The Tens System is used in Canada but the A–F system (or in the case of Ontario, the 0–4 system) values are different from those of the United States. It goes as follows:

• A = 90 or higher
• B = 80–89
• C = 70–79
• D = 60–69
• F = 0–59

The pluses and minuses are taken into account also, so a plus is closer to the higher end of the score or the minus is at the lower end of the score. The percentage system is not used in primary schools, as all marks shown on tests, assignments and on the report card are shown with the A–F or 0–4 system depending on province. Percentage may also be provided along with tests. In senior elementary or secondary schools, tests and assignments are provided with both the mark on the present system in the province and also with the percentage. On the report card, only the percentage is shown on the final mark.

## Mexico

Academic grading in Mexico employs a scale from 0 to 10 to measure the students' scores. Since decimal scores are common, a scale from 0 to 100 is often used to remove the decimal point. The grades are:
• 100: Excellent.
• 90: Very good.
• 80: Good.
• 70: Average.
• 60: Passing threshold.
• 0-59: Failed.

Students who fail a subject have the option of taking an extraordinary test (examen extraordinario, often shortened to extra) that evaluates the contents of the entire period. Once the test is finished and the score is assessed, this score becomes the entire subject's score, thus giving slacking students a chance to pass their subjects. Those who fail the extraordinary test have 2 more chances to take it; if the last test is failed, the subject is marked as failed and pending, and depending on the school, the student might fail the entire year. As a result, the extraordinary tests often cause a lot of stress among students, because they have to study for the entire period often in a couple of weeks.

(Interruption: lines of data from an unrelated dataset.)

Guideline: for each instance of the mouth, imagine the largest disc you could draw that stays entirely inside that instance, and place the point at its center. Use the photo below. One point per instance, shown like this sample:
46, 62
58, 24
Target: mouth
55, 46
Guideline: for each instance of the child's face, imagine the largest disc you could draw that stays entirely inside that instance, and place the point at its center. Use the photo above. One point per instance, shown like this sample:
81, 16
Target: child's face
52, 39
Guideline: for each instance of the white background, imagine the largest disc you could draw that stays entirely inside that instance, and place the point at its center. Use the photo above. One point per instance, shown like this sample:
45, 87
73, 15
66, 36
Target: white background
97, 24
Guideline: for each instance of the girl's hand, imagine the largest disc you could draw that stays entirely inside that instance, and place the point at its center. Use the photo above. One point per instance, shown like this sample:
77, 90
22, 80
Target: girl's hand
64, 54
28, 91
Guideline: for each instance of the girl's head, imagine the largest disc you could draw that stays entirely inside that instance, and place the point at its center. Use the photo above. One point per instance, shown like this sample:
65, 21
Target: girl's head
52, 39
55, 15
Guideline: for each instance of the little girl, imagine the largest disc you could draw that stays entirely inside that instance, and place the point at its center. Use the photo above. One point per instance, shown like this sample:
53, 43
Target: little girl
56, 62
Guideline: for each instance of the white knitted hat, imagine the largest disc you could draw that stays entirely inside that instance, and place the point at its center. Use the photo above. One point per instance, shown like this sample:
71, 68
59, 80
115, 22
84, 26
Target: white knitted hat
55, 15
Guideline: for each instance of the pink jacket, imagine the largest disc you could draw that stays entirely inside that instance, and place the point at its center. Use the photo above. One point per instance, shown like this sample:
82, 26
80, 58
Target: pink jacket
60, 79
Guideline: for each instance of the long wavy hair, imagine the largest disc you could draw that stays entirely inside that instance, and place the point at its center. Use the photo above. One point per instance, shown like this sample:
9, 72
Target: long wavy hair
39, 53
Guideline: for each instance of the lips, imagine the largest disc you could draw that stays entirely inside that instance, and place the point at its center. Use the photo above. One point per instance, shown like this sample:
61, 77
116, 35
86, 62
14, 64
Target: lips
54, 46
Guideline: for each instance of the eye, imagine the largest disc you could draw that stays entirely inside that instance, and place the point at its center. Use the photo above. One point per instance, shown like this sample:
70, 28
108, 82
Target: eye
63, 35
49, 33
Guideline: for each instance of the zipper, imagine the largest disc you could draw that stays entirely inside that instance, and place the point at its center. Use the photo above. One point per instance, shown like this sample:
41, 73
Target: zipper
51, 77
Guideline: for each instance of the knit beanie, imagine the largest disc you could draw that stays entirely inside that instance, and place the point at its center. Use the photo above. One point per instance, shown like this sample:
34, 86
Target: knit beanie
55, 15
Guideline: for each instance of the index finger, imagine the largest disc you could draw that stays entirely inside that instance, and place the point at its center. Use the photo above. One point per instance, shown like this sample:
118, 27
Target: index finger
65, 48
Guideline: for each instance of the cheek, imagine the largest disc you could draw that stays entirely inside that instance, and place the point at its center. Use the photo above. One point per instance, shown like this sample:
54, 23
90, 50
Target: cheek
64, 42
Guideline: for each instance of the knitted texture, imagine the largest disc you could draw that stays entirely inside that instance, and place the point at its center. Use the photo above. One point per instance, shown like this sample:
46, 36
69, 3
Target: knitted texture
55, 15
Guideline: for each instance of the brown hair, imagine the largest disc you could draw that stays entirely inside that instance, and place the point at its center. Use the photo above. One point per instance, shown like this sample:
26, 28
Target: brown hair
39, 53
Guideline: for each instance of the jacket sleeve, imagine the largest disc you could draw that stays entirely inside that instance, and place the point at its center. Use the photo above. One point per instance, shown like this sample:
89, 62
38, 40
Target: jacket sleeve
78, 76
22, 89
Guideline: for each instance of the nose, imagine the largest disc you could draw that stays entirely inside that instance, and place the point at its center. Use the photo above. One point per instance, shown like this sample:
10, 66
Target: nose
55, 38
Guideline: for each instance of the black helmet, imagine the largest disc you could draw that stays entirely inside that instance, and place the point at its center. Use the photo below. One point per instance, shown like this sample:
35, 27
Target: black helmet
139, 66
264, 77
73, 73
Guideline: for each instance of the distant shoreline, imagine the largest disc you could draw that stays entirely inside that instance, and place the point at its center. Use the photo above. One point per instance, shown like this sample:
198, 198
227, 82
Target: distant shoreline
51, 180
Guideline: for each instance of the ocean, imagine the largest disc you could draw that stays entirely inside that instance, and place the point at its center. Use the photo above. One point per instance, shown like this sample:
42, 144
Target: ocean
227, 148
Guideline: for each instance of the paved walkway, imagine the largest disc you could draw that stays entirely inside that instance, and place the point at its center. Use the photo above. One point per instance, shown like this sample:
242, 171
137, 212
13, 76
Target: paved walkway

Some schools (particularly in higher levels of education) require a 70 to pass instead of the regular 60.

Grades are often absolute and not class-specific. It may be the case that the top of the class gets a final grade of 69. Curve-adjustment is rare. Grad-level students are usually expected to have grades of 80 or above to graduate. Students in honor roll are usually those with an overall GPA of 90 or more upon graduation, and some private universities will award them a "With Honors" diploma.